Le « contenant » de nos références communes, indicibles, mais efficaces a disparu au profit de la vie urbaine que l’on retrouve dans toutes les cités du monde. Cela débouche sur un adage absolu : « en ville chacun est étranger à l’autre ». Ce n’est pas que les gens soient devenus égoïstes ou méchants, ils ont d’autres références qui les éloignent les uns des autres et amène l’exclusion.

L’exclusion est certes liée à la pauvreté, une pauvreté de biens, mais en jouant sur une seule consonne, la pauvreté de biens débouche sur la pauvreté de liens. Le « b » du bien devient le « l » du lien et ce lien a différentes dimensions, le lien culturel (qui nous sommes, nos références communes, voire notre parler commun), le lien de voisinage (ou chacun peut savoir à peu près qui vous êtes par votre famille élargie), et nos hommes politiques le savaient à l’époque, des liens issus de la Rome antique, des liens d’alliance ou de clientèle (pour ne pas dire clanique), les liens générationnels, etc.

A juste titre, les coutumes et les liens ont pu être adoucis. Les jeunes, à juste titre aussi, ne peuvent pas se reconnaitre dans une société figée. Seulement, les liens implicites disparus, le fait de ne plus être reconnu dans son particularisme et sa souffrance a obligé les structures à prendre en charge comme elles le peuvent. C’est un progrès, les dispositifs d’assistance de l’Etat, les aides (comme l’allocation au veuvage, le RSA, etc..., il y a neuf minima sociaux et c’est bien).

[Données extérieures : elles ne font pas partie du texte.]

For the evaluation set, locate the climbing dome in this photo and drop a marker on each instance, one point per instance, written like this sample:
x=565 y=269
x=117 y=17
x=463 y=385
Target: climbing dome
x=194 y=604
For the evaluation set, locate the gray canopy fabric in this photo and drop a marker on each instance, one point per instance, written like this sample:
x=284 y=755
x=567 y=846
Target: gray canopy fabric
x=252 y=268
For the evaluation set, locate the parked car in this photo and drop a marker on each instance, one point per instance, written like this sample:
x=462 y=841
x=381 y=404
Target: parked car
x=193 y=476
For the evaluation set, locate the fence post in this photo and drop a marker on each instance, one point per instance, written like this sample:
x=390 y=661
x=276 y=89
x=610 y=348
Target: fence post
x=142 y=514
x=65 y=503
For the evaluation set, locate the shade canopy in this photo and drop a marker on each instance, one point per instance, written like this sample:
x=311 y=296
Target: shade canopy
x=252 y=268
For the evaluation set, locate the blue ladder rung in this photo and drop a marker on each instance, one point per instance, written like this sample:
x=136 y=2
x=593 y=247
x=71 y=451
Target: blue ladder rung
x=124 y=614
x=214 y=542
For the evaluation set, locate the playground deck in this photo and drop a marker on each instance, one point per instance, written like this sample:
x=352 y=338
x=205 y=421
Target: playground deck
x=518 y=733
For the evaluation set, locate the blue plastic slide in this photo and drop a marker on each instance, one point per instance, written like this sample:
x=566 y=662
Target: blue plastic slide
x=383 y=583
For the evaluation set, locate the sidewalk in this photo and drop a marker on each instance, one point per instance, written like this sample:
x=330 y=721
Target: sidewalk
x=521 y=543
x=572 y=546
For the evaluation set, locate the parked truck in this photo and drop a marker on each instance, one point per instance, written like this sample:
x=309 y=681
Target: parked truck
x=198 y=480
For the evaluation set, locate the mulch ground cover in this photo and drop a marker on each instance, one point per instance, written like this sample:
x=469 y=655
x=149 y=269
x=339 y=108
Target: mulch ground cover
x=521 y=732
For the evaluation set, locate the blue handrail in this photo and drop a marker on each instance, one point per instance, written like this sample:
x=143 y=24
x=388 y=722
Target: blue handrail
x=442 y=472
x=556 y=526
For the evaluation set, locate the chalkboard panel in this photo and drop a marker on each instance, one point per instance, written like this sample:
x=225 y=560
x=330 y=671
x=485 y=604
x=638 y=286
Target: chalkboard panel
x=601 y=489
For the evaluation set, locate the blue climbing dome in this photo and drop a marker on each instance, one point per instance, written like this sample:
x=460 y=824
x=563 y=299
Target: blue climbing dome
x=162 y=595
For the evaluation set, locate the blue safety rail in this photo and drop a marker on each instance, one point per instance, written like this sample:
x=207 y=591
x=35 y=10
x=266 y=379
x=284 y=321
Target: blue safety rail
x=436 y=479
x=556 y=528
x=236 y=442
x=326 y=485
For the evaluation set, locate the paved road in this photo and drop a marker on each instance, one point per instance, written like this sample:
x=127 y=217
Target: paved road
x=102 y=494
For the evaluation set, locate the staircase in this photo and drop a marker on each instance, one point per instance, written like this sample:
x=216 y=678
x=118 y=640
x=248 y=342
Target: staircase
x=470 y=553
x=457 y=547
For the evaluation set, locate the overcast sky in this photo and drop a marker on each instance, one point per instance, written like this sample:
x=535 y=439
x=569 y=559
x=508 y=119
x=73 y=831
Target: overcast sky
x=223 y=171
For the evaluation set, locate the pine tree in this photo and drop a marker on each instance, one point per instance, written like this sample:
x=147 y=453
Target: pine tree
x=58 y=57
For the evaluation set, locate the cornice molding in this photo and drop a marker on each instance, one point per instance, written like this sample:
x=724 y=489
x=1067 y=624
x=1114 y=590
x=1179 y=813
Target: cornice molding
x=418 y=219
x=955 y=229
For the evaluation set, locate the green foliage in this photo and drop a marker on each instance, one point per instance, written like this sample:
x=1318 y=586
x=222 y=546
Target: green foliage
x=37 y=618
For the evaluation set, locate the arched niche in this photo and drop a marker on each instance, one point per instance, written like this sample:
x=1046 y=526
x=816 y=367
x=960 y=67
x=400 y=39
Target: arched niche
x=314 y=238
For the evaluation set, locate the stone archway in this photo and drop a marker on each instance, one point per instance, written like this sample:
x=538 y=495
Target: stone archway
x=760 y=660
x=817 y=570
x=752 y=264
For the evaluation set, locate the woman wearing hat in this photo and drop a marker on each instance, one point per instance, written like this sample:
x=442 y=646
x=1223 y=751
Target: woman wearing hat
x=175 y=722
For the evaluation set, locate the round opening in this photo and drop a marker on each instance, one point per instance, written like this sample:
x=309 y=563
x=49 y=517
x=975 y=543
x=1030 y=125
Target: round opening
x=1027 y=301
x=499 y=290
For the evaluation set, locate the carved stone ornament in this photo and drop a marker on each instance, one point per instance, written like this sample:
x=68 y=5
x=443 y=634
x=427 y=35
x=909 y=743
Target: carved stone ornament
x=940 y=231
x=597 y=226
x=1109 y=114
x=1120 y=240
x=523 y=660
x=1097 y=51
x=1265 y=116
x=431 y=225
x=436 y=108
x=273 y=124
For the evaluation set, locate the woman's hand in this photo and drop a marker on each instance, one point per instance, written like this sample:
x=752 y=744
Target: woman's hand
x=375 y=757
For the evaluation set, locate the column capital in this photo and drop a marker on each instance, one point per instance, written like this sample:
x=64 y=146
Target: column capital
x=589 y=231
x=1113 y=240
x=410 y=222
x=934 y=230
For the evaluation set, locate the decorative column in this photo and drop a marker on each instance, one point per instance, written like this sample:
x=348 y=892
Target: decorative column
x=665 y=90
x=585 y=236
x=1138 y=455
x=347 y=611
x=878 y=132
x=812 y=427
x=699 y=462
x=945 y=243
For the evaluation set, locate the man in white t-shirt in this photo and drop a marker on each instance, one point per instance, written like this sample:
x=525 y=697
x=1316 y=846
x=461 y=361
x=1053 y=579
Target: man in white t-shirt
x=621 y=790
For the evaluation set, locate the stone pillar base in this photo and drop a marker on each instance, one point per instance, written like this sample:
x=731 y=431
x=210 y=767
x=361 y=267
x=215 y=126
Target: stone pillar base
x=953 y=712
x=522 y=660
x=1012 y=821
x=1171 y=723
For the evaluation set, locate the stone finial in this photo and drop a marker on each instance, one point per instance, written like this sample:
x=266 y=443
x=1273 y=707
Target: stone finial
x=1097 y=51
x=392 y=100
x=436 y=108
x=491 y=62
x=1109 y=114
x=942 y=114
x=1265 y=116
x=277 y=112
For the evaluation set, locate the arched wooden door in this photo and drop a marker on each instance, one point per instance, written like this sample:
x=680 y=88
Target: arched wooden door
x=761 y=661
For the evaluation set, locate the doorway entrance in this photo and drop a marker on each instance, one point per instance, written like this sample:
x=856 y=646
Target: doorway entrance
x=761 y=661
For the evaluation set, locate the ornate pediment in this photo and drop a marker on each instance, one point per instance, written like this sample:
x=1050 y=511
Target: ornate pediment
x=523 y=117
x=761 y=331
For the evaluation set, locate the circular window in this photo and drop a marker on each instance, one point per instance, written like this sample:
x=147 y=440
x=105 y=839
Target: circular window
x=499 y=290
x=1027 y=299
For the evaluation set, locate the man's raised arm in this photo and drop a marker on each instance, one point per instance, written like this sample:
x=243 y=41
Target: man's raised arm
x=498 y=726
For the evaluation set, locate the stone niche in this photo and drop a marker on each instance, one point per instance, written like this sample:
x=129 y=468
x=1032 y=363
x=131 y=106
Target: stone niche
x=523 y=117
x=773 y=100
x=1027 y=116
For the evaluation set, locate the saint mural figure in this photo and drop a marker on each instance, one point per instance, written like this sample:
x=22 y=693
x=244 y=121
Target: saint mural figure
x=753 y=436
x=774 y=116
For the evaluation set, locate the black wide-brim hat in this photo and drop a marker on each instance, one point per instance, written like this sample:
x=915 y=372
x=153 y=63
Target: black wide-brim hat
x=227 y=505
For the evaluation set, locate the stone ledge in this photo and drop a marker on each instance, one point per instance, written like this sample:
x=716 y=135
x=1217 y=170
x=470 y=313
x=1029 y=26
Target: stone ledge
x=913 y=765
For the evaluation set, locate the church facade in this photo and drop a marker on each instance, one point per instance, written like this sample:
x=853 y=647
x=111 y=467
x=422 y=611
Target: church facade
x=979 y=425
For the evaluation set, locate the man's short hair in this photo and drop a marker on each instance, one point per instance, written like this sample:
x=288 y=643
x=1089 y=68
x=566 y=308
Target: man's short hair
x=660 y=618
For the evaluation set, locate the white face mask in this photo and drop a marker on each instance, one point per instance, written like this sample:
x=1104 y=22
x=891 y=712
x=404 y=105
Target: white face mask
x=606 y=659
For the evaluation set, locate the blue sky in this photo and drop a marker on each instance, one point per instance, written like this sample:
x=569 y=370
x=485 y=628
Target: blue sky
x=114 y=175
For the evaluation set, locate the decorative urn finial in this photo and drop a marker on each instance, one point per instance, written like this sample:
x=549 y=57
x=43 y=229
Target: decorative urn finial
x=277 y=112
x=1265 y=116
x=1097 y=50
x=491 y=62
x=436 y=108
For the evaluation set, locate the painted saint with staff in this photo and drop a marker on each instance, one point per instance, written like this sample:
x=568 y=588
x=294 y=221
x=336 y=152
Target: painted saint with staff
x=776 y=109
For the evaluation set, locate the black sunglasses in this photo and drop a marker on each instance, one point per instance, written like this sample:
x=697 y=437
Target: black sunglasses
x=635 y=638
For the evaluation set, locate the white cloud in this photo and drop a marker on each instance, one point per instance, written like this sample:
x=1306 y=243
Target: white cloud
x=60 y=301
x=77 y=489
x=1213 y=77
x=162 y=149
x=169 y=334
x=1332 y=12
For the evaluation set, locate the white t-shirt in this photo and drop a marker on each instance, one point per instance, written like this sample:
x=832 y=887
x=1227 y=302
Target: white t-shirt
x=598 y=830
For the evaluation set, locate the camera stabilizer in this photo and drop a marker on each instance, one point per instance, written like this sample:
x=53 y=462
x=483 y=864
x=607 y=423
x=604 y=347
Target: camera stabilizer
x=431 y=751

Mais l’Etat, quel qu’il soit, doit être juste, il recueille la richesse de ses citoyens et la redistribue le plus équitablement possible. Mais c’est une redistribution froide (même si elle est juste). En d’autres termes, l’Etat ne reconnait que l’individu moyen et le ménage moyen. Le filet de protection a parfois des mailles trop larges. C’est le travail des associations, des églises, des fraternités, de rentrer dans les détails de l’environnement individuel de la personne. C’est cette aide chaleureuse que font les associations, quelle qu’elles soient qui « ont souvent des idées différentes de leurs objectifs d’assistance ».

L’exclusion est une réalité durable, plus le monde va se développer, plus il va créer de l’exclusion. Les dispositifs deviennent totalement incomplets, car nous sommes à l’étroit dans des solutions où les dispositifs traditionnels sont saturés.
Est-ce bien le moment de fermer des foyers, de diminuer les solutions ? Nos pauvres outils, non seulement doivent être maintenus, mais aussi augmentés et nous devons développer de nouveaux projets. La Corse, comme bien d’autres régions sur le territoire national rencontre la problématique du vieillissement, du chômage, des migrations. Il faut donc faire avec audace de nouvelles propositions dans la formation des personnels, qui vont aller à la rencontre des personnes âgées, protéger les mineurs, les chômeurs, les migrants, les aliénés, tous ceux que l’on appelle les pauvres et les abandonnés « i tribolati ». En d’autres termes, se permettre de l’audace et de l’imagination, mais en tous cas certainement ne pas amputer les acteurs de ce qui existe déjà.

Voilà ce que je souhaitais dire à mes chers amis. Je serai toujours à leurs côtés. Aider ceux qui aident, c’est surtout un devoir kantien. Je le ferai, ils peuvent compter sur moi !
La vocation du Foyer Notre Dame est d’une brûlante actualité, le Foyer Notre Dame doit redevenir un lieu d’accueil et d’hébergement des plus pauvres, eux qui dorment souvent dans la rue à portée de vue de ce bâtiment."


Xavier Emmanuelli
Fondateur en 1993 du Samu Social de la ville de Paris.
Président du Haut comité pour le logement des personnes défavorisées de 1997 à 2015
Depuis 1997, il est redevenu praticien hospitalier et est responsable du réseau national Souffrance psychique et précarité créé en avril 1984.